The results were clear: antibiotic treatment made no difference. Heart events occurred in 23.7% of the antibiotic group and 25.1% of the placebo group, a gap easily attributable to chance. Even among patients with elevated antibody levels to C. pneumoniae or high CRP levels, antibiotics provided no benefit. This trial, along with several similar ones, effectively ended the hope that treating chlamydia infections could prevent heart disease.
The Long Timeline of Damage
Both C. pneumoniae infection and atherosclerosis begin surprisingly early in life. Studies of children’s arteries at autopsy have found fatty streaks, the earliest signs of plaque formation, in 50% of children aged 2 to 15. By the late 30s, 69% of people show raised fibrous plaques in their coronary arteries. Meanwhile, C. pneumoniae infection rates are highest in children aged 5 to 14, with annual rates of new infection reaching 9.2% in the 5 to 9 age group. Many of these infections produce no symptoms at all.

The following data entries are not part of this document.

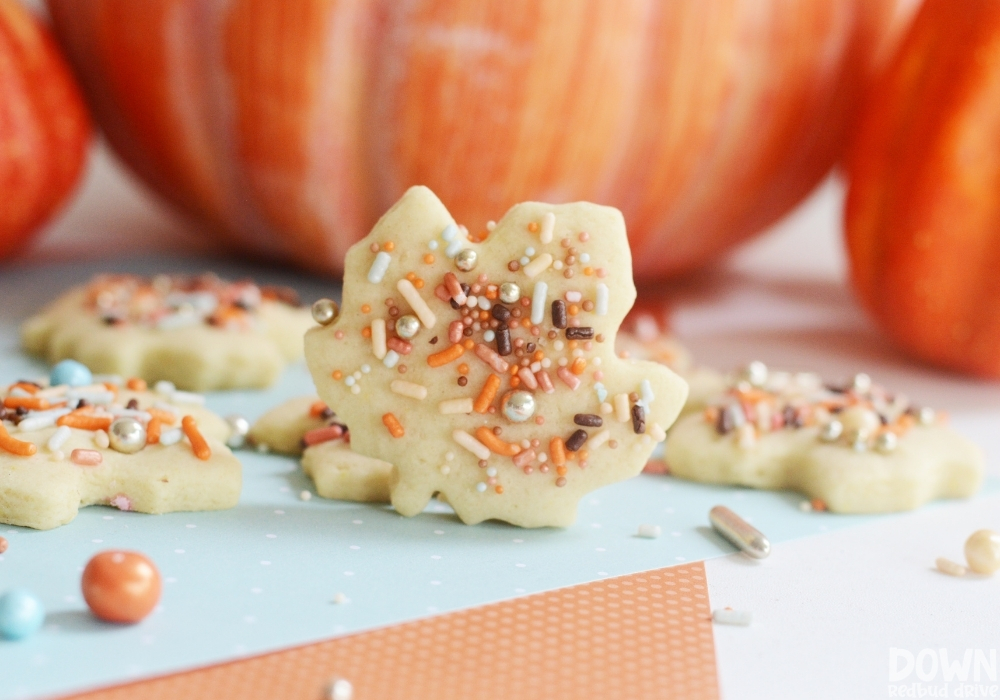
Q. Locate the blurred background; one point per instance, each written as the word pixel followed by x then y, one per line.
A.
pixel 856 140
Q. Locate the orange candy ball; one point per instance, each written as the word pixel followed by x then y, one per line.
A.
pixel 121 586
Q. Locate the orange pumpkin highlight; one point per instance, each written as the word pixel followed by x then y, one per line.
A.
pixel 923 209
pixel 44 127
pixel 290 127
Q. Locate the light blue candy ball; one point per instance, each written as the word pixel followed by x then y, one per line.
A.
pixel 71 372
pixel 21 614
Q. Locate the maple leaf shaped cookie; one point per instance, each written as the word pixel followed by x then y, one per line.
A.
pixel 858 449
pixel 484 369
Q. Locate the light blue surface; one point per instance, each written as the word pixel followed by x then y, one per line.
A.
pixel 264 575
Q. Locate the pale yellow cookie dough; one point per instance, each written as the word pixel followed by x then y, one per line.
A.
pixel 858 466
pixel 43 492
pixel 576 254
pixel 195 357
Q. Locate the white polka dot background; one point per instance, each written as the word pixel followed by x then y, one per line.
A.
pixel 279 570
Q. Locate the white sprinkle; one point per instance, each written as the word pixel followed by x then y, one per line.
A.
pixel 164 387
pixel 538 265
pixel 380 265
pixel 188 397
pixel 538 302
pixel 947 566
pixel 410 389
pixel 650 532
pixel 599 439
pixel 622 412
pixel 471 444
pixel 170 437
pixel 601 306
pixel 451 406
pixel 732 617
pixel 646 390
pixel 416 303
pixel 59 437
pixel 42 419
pixel 378 338
pixel 390 359
pixel 548 226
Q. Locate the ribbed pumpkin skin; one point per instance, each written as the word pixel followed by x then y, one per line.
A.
pixel 44 127
pixel 290 126
pixel 923 208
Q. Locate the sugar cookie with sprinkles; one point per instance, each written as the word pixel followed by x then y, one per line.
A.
pixel 306 426
pixel 110 443
pixel 855 448
pixel 201 333
pixel 483 366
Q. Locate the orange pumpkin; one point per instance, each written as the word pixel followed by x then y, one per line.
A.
pixel 44 127
pixel 290 127
pixel 923 208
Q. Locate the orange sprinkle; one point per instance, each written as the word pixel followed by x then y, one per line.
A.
pixel 21 448
pixel 85 422
pixel 487 394
pixel 392 423
pixel 165 417
pixel 557 451
pixel 153 431
pixel 445 356
pixel 198 444
pixel 30 388
pixel 28 402
pixel 496 445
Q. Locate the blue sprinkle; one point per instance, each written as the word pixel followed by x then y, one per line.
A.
pixel 72 373
pixel 21 614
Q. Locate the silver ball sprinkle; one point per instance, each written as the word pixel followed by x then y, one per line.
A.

The parallel timing is suggestive. Both processes start in childhood, progress silently over decades, and become clinically apparent in middle age. Using ultrasound imaging of otherwise healthy heart donors, researchers found coronary artery thickening in 17% of people under 20, rising steadily to 85% of those over 50. Whether repeated, asymptomatic chlamydia infections throughout life contribute meaningfully to this progression remains an open question, but the overlap in timing and the biological mechanisms described above make it plausible that the bacteria play at least a supporting role in a process driven primarily by cholesterol, blood pressure, and other traditional risk factors.